Mr Mott handed the bottle of jam back to Ben and gestured toward the row of trees.
“Best crop of pears this year. Pity his Lordship is away; bottled ones won’t be the same.”
“Those are pears?” They bore no relation to the small, misshapen fruit that grew on the tree near the cottage.
Mr Mott paused for a long moment.
“Come and have a look.”
Ben followed him. They reached the row of fan-trained trees and Ben scrutinised a heavily laden branch, nearly pulling away from the wall with the weight of the fruit.
“What a colour!”
“Unusual flavour, as well,” Mr Mott said. “I expect you’d better get on. But come back any time. I’ll show you the glasshouse, if you like.”

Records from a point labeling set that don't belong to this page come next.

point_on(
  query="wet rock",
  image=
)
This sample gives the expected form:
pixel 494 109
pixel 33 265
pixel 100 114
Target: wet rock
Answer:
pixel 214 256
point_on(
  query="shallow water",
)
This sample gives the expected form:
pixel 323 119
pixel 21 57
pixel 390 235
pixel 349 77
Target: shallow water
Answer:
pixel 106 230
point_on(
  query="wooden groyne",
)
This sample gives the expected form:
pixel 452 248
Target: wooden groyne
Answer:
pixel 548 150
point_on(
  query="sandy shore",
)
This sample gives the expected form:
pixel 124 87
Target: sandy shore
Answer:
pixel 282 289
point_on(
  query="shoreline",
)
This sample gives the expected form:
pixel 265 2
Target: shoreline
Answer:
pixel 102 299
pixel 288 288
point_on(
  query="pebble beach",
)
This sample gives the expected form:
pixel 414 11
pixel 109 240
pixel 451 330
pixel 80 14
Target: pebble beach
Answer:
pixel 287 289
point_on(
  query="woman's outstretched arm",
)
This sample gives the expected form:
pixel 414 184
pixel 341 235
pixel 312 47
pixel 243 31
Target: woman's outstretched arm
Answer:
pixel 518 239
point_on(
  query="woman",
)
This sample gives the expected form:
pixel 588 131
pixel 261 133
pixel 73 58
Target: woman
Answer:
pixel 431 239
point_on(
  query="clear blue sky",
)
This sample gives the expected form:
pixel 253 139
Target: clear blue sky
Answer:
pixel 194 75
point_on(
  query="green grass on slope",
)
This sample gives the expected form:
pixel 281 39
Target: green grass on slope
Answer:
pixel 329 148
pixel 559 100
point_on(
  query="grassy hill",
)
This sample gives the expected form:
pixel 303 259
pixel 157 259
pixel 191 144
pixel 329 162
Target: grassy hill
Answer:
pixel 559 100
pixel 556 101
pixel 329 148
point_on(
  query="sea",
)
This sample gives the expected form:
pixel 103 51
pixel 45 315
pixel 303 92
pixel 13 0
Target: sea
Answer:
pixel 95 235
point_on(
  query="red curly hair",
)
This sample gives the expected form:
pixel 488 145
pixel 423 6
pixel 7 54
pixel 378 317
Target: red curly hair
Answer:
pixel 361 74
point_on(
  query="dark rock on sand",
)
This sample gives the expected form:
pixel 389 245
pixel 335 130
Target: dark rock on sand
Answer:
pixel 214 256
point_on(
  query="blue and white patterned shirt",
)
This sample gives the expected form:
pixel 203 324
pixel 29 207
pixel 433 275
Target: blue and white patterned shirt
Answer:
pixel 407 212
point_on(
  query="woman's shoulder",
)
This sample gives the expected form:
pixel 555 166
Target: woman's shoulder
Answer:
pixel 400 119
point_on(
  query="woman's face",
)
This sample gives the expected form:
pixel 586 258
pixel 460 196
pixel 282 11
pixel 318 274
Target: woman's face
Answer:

Ben smiled, disbelieving, into the man’s weather-worn face.
“Tell Mrs Wiggan that the strawberries she wanted will be ready tomorrow.”
“What’s your name?”
“Ben Hanshaw, sir.”
“My name’s Mott. See you again.”
Ben broke into a trot as he left. He couldn’t wait to ask Jenny if she’d seen the garden and the magnificent glasshouse, yet he also wanted to keep the whole magical experience secret, for him alone to think about.
Mr Mott watched him go. He didn’t hear Jamie coming up behind him.
“Who was that, sir?”
“No-one. He just wandered in.”
Jamie looked into his boss’s face, knowing why he looked haunted. That young man had looked just like Tom. Jamie remembered Mr Mott’s son well, even though it had been seven years ago, the year he’d started at Farrington House as crock boy. Tom Mott had been kind to Jamie. He’d seemed like a grown man, so tall and impressive in his uniform, but when he didn’t come back from South Africa everyone said he’d been barely old enough for the Army. What a waste of a young life, they all said.
“He seemed interested in the garden, sir.”
“Is he a gardener, too?”
“No, but he’s got what it takes.”
“Will he be coming back?” Jamie looked at his feet, suddenly sorry that he’d phrased it that way.
“He might,” Mr Mott said slowly. “We’ll see.”